Mitochondrial labeling in salivary gland cells. CellLight® Mitochondria-RFP, BacMam 2.0, (ThermoFisher) was used transfect human salivary gland cells to label them with RFP. The image was captured 24h post transfection. Mitochondria are red and nuclei are stained in blue.
Mitochondrial damage and activation of innate immunity in salivary gland cells. Sjögren’s syndrome (SS) is a chronic, autoimmune disorder affecting almost all organ systems, including the exocrine glands, nervous system, joints, lungs, and the gastrointestinal tract. SS disproportionately affects women (9:1 ratio), and unlike other autoimmune disorders, SS patients are older, typically diagnosed between 40-60 years of age, and show evidence for increased oxidative stress.
Recent literature shows that increased oxidative stress causes mitochondrial dysfunction, leading to the release of mitochondrial DNA (mtDNA) into the cytosol. This mtDNA is recognized as a danger signal, and it induces type I IFN and pro-inflammatory cytokines through the cyclic GMP-AMP synthase (cGAS)-Stimulator of interferon genes (STING) protein-interferon regulatory factor 3 (IRF3) axis. Furthermore, the activation of the cGAS-STING-IRF3 axis also causes cellular senescence, contributing to the adverse effects of aging.

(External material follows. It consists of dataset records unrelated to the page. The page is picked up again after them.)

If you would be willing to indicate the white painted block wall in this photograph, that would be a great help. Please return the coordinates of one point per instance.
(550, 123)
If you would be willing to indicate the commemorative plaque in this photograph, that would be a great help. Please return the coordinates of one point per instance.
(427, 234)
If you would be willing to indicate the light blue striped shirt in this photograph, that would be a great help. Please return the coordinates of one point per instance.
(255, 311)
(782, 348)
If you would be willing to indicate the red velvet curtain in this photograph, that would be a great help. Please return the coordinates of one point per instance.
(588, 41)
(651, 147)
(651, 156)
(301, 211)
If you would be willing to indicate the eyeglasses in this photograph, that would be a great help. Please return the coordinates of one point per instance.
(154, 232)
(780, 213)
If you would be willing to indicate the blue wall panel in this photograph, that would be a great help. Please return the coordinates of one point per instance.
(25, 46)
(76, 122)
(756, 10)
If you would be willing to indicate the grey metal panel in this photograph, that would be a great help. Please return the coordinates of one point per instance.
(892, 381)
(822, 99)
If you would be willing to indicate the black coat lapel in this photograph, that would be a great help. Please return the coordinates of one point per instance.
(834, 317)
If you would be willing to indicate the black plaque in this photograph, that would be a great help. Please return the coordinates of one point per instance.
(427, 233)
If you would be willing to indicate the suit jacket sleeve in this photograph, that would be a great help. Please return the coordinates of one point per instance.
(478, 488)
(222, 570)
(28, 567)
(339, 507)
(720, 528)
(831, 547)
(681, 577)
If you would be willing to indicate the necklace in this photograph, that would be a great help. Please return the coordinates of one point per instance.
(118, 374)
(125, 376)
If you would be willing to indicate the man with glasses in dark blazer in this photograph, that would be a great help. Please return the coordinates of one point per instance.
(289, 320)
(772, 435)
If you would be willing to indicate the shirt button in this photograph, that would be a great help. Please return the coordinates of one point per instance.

Despite the evidence for oxidative stress and elevated type I IFN response, the role of mtDNA in the activation of innate immunity in SS is not known. Therefore, our laboratory has generated in vitro and in vivo genetic models for inducing mitochondrial damage in mouse salivary glands. These model systems are being used to investigate the role of oxidative stress and excessive activation of innate immunity in the development of SS.
Schematic representation of STING activation. (1) Cellular stress can cause the leakage of nuclear and mitochondrial DNA into the cytosol (2) recognized by cytosolic DNA sensors like cGAS. (3) The engagement of cGAS leads to the production of the di-nucleotide cGAMP, (4) which binds STING. (5) STING translocates from the ER binds the serine-threonine kinase TBK1, which then phosphorylates IRF3. (6) Phosphorylated IRF3 enters the nucleus and initiates transcription of IFNb (7). In addition, STING also activates NF-kB and induces transcription of IL-6 and TNFa. The SS-associated protein, IFI16 can also activate STING through a non-canonical pathway involving p53 and TRAF6.